La Plaine d’Aunis, en Charente-Maritime, était autrefois une terre de polyculture-élevage. Aujourd’hui, forte de ses 90 000 ha de terres agricoles, la plaine d’Aunis pourrait théoriquement nourrir 130 % de la population locale. Or elle n’en nourrit que 60 %. Tout en étant très déficitaire en fruits, légumes, ou encore en pommes de terre. Ce territoire est loin d’être une exception en France. Il est plutôt un symbole du fonctionnement de l’agriculture française qui exporte vraiment beaucoup. Voire trop ?
Le cas de la Plaine d’Aunis
Les exploitations agricoles produisaient traditionnellement plusieurs cultures, auxquelles s’ajoutait une activité d’élevage.
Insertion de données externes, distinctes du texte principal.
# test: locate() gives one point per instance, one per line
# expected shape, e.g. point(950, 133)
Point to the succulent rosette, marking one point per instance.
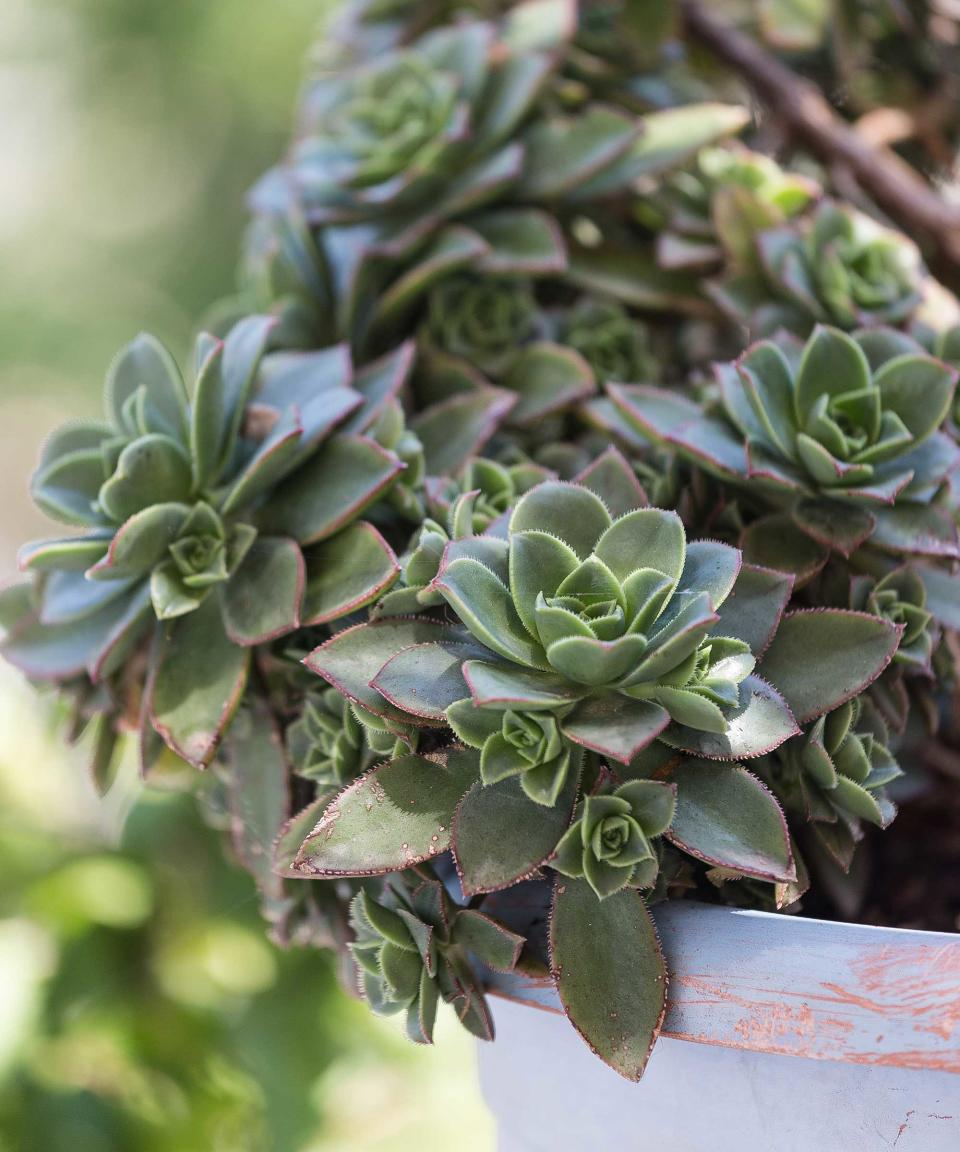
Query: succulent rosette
point(483, 497)
point(836, 779)
point(216, 521)
point(839, 267)
point(610, 842)
point(412, 948)
point(846, 436)
point(614, 343)
point(710, 213)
Au cours des dernières décennies, le territoire s’est très fortement spécialisé. Sur cette grande plaine céréalière, 80 % de la surface agricole utilisée et 55 % des fermes sont aujourd’hui en grandes cultures. 90 % de ces exploitations produisent des matières premières agricoles, en premier lieu destinées à l’exportation.
En France, 43 % des terres agricoles sont dédiées à l’exportation
La moitié du territoire métropolitain (28 millions d’hectares) sont des terres agricoles. Ce qui fait de la France la première surface agricole de l’Union européenne. Elle dispose ainsi en théorie de la surface agricole nécessaire pour nourrir 130 % de sa population. Théoriquement, toujours, la France produit assez pour couvrir sa consommation interne dans de nombreuses productions. Comme le blé tendre, la pomme de terre, la viande bovine, la viande porcine, les produits laitiers, le tournesol ou encore le sucre.
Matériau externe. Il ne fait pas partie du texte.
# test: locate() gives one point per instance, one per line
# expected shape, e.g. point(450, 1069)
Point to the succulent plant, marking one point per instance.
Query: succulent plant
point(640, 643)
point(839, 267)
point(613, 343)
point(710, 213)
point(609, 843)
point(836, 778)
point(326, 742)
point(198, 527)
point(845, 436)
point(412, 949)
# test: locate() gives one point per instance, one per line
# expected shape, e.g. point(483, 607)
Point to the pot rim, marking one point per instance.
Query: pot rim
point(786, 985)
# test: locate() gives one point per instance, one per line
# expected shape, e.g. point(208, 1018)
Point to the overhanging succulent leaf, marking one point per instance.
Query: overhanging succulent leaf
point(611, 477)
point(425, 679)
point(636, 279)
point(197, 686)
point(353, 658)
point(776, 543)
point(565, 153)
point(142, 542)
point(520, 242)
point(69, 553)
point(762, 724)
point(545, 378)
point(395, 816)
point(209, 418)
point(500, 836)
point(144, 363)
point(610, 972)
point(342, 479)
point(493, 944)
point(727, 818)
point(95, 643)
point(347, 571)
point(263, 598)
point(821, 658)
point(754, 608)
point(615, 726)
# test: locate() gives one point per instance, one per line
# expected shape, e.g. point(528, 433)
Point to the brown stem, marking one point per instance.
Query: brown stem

Pourtant, une grande partie de la consommation réelle des Français n’est en réalité pas couverte par la production agricole français, mais par les importations. « Cette situation absurde s’explique d’un côté par l’insertion de l’agriculture dans le commerce international et de l’autre par la montée en puissance de l’industrie agroalimentaire et de ses besoins en produits bruts importés », explique l’association Terre de liens, dans un rapport publié en février dernier.
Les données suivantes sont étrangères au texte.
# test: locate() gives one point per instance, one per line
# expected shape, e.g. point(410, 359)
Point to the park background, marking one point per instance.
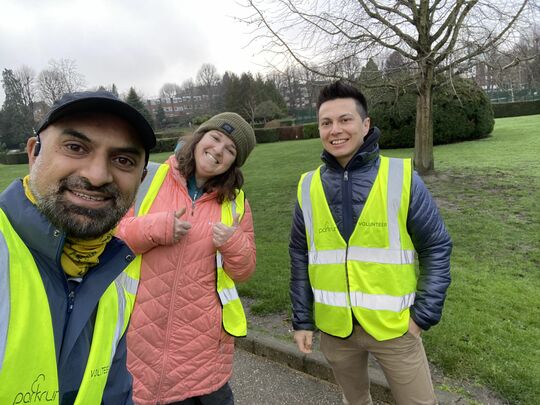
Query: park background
point(453, 85)
point(488, 192)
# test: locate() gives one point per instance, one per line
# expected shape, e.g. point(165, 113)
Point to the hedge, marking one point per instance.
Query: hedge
point(516, 109)
point(290, 133)
point(165, 145)
point(266, 135)
point(311, 130)
point(17, 158)
point(461, 111)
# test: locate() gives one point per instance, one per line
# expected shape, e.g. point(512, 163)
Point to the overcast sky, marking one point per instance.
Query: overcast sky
point(140, 43)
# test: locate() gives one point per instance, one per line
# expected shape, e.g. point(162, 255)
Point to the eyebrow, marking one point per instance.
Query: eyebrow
point(341, 116)
point(79, 135)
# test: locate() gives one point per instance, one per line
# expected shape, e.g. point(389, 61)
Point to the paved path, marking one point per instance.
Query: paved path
point(259, 381)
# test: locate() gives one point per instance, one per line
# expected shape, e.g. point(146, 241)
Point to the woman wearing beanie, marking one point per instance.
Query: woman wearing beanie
point(194, 229)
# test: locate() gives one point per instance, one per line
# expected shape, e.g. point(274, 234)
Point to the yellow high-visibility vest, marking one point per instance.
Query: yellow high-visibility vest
point(373, 276)
point(233, 316)
point(28, 369)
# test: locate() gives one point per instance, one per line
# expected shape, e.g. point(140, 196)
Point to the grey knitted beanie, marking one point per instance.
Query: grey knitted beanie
point(236, 128)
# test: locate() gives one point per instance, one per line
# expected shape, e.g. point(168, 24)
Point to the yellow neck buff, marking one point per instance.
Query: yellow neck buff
point(78, 254)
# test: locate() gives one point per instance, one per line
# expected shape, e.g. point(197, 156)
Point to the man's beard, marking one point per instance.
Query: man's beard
point(82, 222)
Résultat, plus de la moitié des surfaces céréalières, fruitières et maraîchères, et un quart des surfaces d’élevage produisent pour l’exportation. Actuellement la France consacre 43 % de ses terres agricoles à l’exportation. Ainsi, la surface utilisée pour nourrir la population française est réduite à 2100 m2 par personne. C’est à peine la moitié de la surface nécessaire à notre alimentation (4000 m²).
L’absurdité des produits exportés avant d’être réimportés
Dans le même temps, les importations n’ont eu de cesse d’augmenter. Par exemple, nous importons un tiers des fruits tempérés et légumes que nous consommons. Un ratio qui monte à 50 % si on intègre les agrumes et fruits tropicaux. France Stratégie estime pour sa part que nous importons 20 % de notre alimentation en valeur. Mais cette proportion est très certainement sous-estimée. Car nous consommons de plus en plus d’aliments transformés. Et l’origine de la matière première utilisée dans ces aliments est souvent inconnue.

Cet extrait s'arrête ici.